When You Need This Guide

  • ✅ Building custom Python adapters for Snakepit
  • ✅ Using thread worker profile (:thread)
  • ✅ Python 3.13+ with free-threading enabled
  • ✅ CPU-intensive workloads requiring parallelism

Prerequisites

Required Knowledge

  • Python: Functions, classes, decorators
  • Concurrency: Basic understanding of threads
  • Snakepit: Adapter pattern, worker profiles

Required Software

# Python 3.13+ with free-threading
python3.13 --version
# => Python 3.13.0

# Verify free-threading support
python3.13 -c "import sys; print(hasattr(sys, '_is_gil_enabled'))"
# => True

# Snakepit v0.6.0+
mix deps | grep snakepit
# => * snakepit 0.6.0

Test Environment Setup

# Create virtual environment
python3.13 -m venv .venv
source .venv/bin/activate

# Install dependencies
pip install grpcio protobuf numpy pytest pytest-xdist

# Install Snakepit Python bridge
pip install -e deps/snakepit/priv/python

Thread Safety Fundamentals

The Three Rules of Thread Safety

  1. Immutable shared state is safe

    • Read-only data can be accessed concurrently
    • Examples: Pre-loaded models, config dicts
  2. Mutable shared state requires locking

    • If data can be modified, protect with locks
    • Examples: Counters, logs, caches
  3. Thread-local storage is safe

    • Data isolated per thread doesn't need locks
    • Examples: Per-thread caches, buffers

Thread Safety Checklist

When reviewing your adapter, ask:

  • [ ] Does this method modify shared state?
  • [ ] Is this data structure accessed from multiple threads?
  • [ ] Does this library release the GIL?
  • [ ] Are there any race conditions?
  • [ ] Is error handling thread-safe?

Three Safety Patterns

Pattern 1: Shared Read-Only Resources

When to use: Data loaded once, never modified

from snakepit_bridge.base_adapter_threaded import ThreadSafeAdapter

class ModelAdapter(ThreadSafeAdapter):
    __thread_safe__ = True  # Required declaration

    def __init__(self):
        super().__init__()

        # Pattern 1: Shared read-only (NO LOCK NEEDED)
        self.model = self._load_model()
        self.config = {"timeout": 30, "batch_size": 10}

    def _load_model(self):
        """Load model once, shared across threads"""
        import torch
        model = torch.load("model.pt")
        model.eval()  # Set to evaluation mode
        return model

    @thread_safe_method
    def predict(self, input_data):
        # Safe: model is read-only
        # PyTorch releases GIL during forward pass
        with torch.no_grad():
            output = self.model(torch.tensor(input_data))
        return output.tolist()

Why it's safe:

  • Model loaded once in __init__
  • Never modified after loading
  • PyTorch .forward() releases GIL
  • Multiple threads can read concurrently

Pattern 2: Thread-Local Storage

When to use: Per-thread state (caches, buffers, connections)

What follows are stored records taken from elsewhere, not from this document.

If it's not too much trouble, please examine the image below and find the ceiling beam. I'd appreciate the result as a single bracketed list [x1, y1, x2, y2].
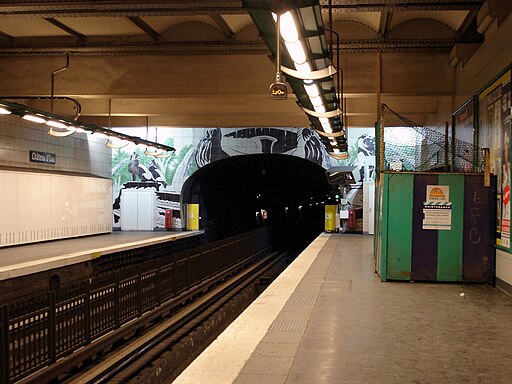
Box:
[0, 31, 14, 47]
[0, 36, 456, 57]
[128, 16, 160, 42]
[0, 41, 269, 57]
[379, 10, 393, 38]
[320, 0, 485, 13]
[44, 17, 85, 45]
[0, 0, 247, 18]
[210, 14, 235, 41]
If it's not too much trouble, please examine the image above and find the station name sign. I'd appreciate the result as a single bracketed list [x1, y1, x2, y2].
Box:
[29, 151, 57, 164]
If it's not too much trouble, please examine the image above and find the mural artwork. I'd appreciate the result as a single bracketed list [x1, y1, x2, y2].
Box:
[112, 127, 375, 229]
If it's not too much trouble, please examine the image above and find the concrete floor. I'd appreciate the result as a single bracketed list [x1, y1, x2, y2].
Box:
[0, 231, 203, 280]
[177, 235, 512, 384]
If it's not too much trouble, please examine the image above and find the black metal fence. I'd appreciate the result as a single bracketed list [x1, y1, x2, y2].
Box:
[0, 228, 270, 384]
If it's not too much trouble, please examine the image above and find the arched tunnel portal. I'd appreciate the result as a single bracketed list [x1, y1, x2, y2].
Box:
[182, 154, 330, 240]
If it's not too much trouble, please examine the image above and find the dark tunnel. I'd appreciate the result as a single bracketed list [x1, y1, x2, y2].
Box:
[182, 154, 330, 240]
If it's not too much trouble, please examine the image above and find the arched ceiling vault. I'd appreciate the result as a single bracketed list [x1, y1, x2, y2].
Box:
[0, 0, 504, 128]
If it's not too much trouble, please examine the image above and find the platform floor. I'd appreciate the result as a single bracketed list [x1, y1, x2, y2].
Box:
[174, 234, 512, 384]
[0, 231, 203, 280]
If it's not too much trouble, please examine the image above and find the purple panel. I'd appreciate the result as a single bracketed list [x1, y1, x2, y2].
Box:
[462, 175, 496, 284]
[411, 175, 438, 281]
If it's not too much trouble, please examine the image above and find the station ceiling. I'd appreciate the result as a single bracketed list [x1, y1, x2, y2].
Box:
[0, 0, 484, 128]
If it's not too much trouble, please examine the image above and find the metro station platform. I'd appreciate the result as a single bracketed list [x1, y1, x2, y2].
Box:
[174, 234, 512, 384]
[0, 231, 203, 281]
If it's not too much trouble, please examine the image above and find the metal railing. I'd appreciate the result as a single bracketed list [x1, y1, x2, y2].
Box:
[0, 228, 270, 384]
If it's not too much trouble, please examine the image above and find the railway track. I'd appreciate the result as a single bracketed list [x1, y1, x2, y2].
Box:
[20, 248, 288, 384]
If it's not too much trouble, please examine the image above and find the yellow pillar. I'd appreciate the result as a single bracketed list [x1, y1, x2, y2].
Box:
[325, 205, 336, 232]
[187, 204, 199, 231]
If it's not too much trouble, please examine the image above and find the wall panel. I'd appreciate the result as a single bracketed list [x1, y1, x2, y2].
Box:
[0, 170, 112, 247]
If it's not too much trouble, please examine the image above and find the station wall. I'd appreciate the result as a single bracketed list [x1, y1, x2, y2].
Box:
[112, 127, 375, 229]
[430, 9, 512, 292]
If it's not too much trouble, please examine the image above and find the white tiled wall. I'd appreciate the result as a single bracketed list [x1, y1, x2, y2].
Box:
[0, 115, 112, 177]
[0, 115, 112, 247]
[0, 170, 112, 247]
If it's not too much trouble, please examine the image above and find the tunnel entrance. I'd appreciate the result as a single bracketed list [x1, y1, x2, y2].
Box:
[182, 154, 330, 240]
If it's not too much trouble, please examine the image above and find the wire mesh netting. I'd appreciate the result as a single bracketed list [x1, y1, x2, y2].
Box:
[380, 104, 484, 172]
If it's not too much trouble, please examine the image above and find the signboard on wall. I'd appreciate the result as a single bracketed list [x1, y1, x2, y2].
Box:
[478, 69, 512, 249]
[423, 185, 452, 231]
[28, 151, 57, 165]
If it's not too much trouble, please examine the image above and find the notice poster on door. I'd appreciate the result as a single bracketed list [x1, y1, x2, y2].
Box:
[423, 185, 452, 231]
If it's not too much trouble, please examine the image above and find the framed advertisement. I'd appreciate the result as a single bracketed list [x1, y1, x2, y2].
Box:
[477, 68, 511, 250]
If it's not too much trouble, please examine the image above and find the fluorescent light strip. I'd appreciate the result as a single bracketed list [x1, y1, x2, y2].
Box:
[23, 115, 46, 124]
[284, 40, 308, 66]
[46, 120, 71, 129]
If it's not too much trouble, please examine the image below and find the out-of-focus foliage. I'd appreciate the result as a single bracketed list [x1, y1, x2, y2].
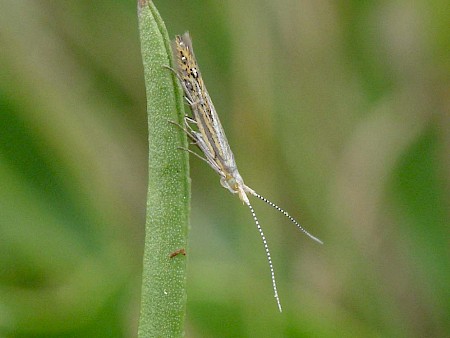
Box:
[0, 0, 450, 337]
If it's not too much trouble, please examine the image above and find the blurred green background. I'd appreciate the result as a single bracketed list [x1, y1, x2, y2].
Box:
[0, 0, 450, 337]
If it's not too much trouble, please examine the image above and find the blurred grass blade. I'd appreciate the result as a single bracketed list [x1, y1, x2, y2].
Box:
[138, 0, 190, 337]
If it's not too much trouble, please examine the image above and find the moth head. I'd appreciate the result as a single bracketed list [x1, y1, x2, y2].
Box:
[220, 171, 249, 204]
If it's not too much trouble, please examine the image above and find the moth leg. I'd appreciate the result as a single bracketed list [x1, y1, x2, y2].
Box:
[168, 120, 197, 144]
[178, 147, 209, 164]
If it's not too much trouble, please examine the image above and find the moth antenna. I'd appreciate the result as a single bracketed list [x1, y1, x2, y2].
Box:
[249, 190, 323, 244]
[245, 202, 282, 312]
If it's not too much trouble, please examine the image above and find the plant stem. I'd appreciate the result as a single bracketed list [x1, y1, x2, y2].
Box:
[138, 0, 190, 338]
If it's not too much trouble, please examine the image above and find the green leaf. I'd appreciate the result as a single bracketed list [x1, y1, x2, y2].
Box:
[138, 0, 190, 338]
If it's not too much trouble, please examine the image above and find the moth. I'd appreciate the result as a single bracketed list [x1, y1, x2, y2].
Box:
[172, 32, 323, 312]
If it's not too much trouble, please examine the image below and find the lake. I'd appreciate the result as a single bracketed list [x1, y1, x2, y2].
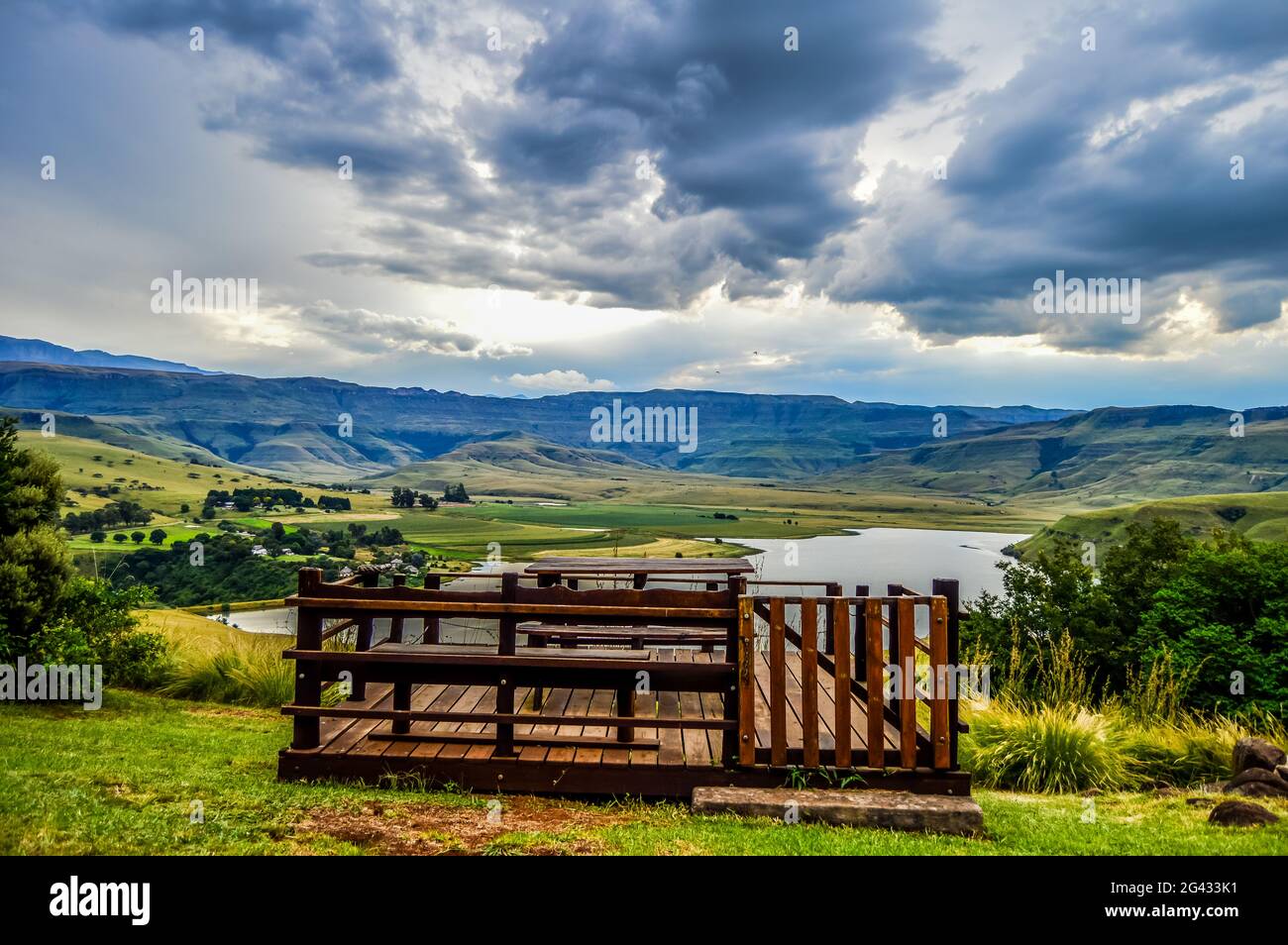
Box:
[221, 528, 1027, 643]
[735, 528, 1027, 602]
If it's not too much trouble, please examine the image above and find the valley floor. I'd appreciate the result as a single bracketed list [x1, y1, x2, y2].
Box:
[0, 690, 1288, 855]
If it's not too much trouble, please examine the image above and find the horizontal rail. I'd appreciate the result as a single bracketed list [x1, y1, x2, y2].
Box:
[322, 618, 358, 643]
[282, 704, 738, 731]
[286, 596, 737, 620]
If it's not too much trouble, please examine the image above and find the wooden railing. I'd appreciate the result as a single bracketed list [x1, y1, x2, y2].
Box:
[283, 569, 961, 772]
[738, 589, 960, 772]
[282, 568, 744, 766]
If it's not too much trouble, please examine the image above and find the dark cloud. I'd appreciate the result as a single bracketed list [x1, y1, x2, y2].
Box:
[22, 0, 1288, 353]
[811, 3, 1288, 351]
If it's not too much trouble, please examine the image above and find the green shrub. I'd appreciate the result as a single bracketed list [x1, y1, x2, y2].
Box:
[961, 700, 1133, 793]
[13, 577, 170, 688]
[161, 636, 340, 708]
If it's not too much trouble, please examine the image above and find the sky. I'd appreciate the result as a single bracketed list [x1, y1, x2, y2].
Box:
[0, 0, 1288, 409]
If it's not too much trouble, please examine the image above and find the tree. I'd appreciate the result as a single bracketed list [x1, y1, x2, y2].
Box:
[0, 417, 72, 649]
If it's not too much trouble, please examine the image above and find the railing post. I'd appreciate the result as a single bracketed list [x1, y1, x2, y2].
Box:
[802, 597, 818, 768]
[885, 584, 903, 757]
[829, 599, 854, 768]
[769, 597, 787, 768]
[823, 583, 841, 657]
[863, 597, 885, 769]
[389, 575, 407, 644]
[496, 571, 519, 756]
[897, 597, 917, 772]
[291, 568, 322, 748]
[420, 575, 443, 644]
[930, 597, 950, 772]
[724, 594, 756, 768]
[854, 584, 868, 680]
[930, 578, 962, 772]
[389, 575, 411, 735]
[352, 571, 380, 700]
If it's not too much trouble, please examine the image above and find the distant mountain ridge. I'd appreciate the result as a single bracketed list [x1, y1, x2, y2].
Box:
[0, 335, 219, 374]
[0, 347, 1288, 510]
[0, 364, 1069, 477]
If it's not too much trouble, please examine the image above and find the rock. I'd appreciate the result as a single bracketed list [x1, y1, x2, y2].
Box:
[1234, 738, 1288, 774]
[693, 788, 984, 836]
[1225, 768, 1288, 794]
[1208, 800, 1279, 826]
[1225, 778, 1288, 798]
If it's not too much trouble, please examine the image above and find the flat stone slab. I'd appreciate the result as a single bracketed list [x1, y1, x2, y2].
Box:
[693, 788, 984, 836]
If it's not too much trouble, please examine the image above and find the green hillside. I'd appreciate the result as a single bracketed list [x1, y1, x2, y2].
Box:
[1017, 491, 1288, 555]
[825, 407, 1288, 510]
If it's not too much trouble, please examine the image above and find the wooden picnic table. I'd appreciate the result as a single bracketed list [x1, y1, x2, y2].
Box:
[523, 558, 755, 587]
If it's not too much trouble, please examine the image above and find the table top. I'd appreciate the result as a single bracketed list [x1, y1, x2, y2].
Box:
[523, 558, 755, 575]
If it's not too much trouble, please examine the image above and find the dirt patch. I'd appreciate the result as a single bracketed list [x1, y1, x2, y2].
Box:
[296, 797, 626, 856]
[184, 705, 273, 718]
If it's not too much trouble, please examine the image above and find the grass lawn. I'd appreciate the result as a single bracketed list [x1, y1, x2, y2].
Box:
[0, 690, 1288, 855]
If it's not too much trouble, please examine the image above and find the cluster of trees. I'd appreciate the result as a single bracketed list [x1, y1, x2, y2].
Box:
[201, 486, 353, 519]
[89, 528, 164, 545]
[63, 499, 152, 534]
[0, 417, 166, 684]
[112, 533, 342, 606]
[962, 519, 1288, 716]
[390, 485, 438, 511]
[203, 488, 313, 512]
[443, 482, 471, 502]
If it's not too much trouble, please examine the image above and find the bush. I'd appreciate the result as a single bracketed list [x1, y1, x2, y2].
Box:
[161, 636, 340, 708]
[9, 577, 170, 688]
[961, 701, 1134, 793]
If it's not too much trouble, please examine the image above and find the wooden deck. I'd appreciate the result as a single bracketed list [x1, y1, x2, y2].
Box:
[278, 569, 970, 798]
[278, 646, 970, 797]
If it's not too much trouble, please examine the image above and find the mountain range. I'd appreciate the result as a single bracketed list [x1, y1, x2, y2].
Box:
[0, 340, 1288, 508]
[0, 364, 1069, 476]
[0, 335, 219, 374]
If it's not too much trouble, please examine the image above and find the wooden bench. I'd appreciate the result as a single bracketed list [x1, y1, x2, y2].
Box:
[283, 568, 742, 764]
[284, 641, 657, 748]
[519, 623, 726, 653]
[518, 623, 726, 710]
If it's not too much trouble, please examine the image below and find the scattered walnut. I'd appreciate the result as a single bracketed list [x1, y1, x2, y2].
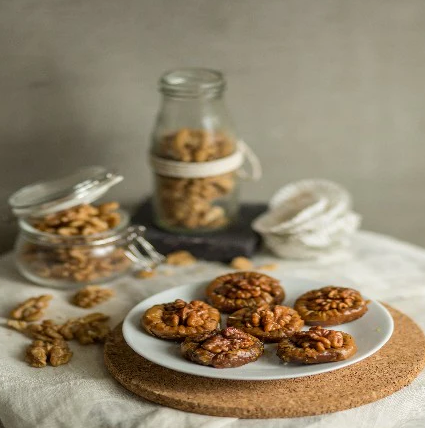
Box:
[157, 128, 236, 230]
[25, 339, 72, 368]
[135, 269, 156, 279]
[277, 326, 357, 364]
[10, 294, 53, 321]
[141, 299, 220, 340]
[294, 286, 368, 326]
[166, 250, 197, 266]
[73, 285, 115, 308]
[22, 312, 110, 345]
[230, 256, 254, 270]
[206, 272, 285, 313]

class CachingAdapter(ThreadSafeAdapter):
    __thread_safe__ = True

    def __init__(self):
        super().__init__()
        self.model = load_model()  # Shared read-only

    @thread_safe_method
    def compute(self, key, data):
        # Pattern 2: Thread-local storage (NO LOCK NEEDED)

        # Each thread has its own cache
        cache = self.get_thread_local('cache', {})

        if key in cache:
            return cache[key]

        # Compute result
        result = self.model.predict(data)

        # Update thread-local cache
        cache[key] = result
        self.set_thread_local('cache', cache)

        return result

Why it's safe:

  • Each thread has isolated cache dict
  • No sharing between threads
  • No race conditions possible
  • Excellent performance (no locks)

Pattern 3: Locked Shared Mutable State

When to use: State that must be shared AND modified

class CountingAdapter(ThreadSafeAdapter):
    __thread_safe__ = True

    def __init__(self):
        super().__init__()
        self.model = load_model()  # Pattern 1

        # Pattern 3: Shared mutable (REQUIRES LOCK)
        self.total_requests = 0
        self.request_log = []

    @thread_safe_method
    def process(self, data):
        # Compute first (NO LOCK - allows parallelism)
        result = self.model.predict(data)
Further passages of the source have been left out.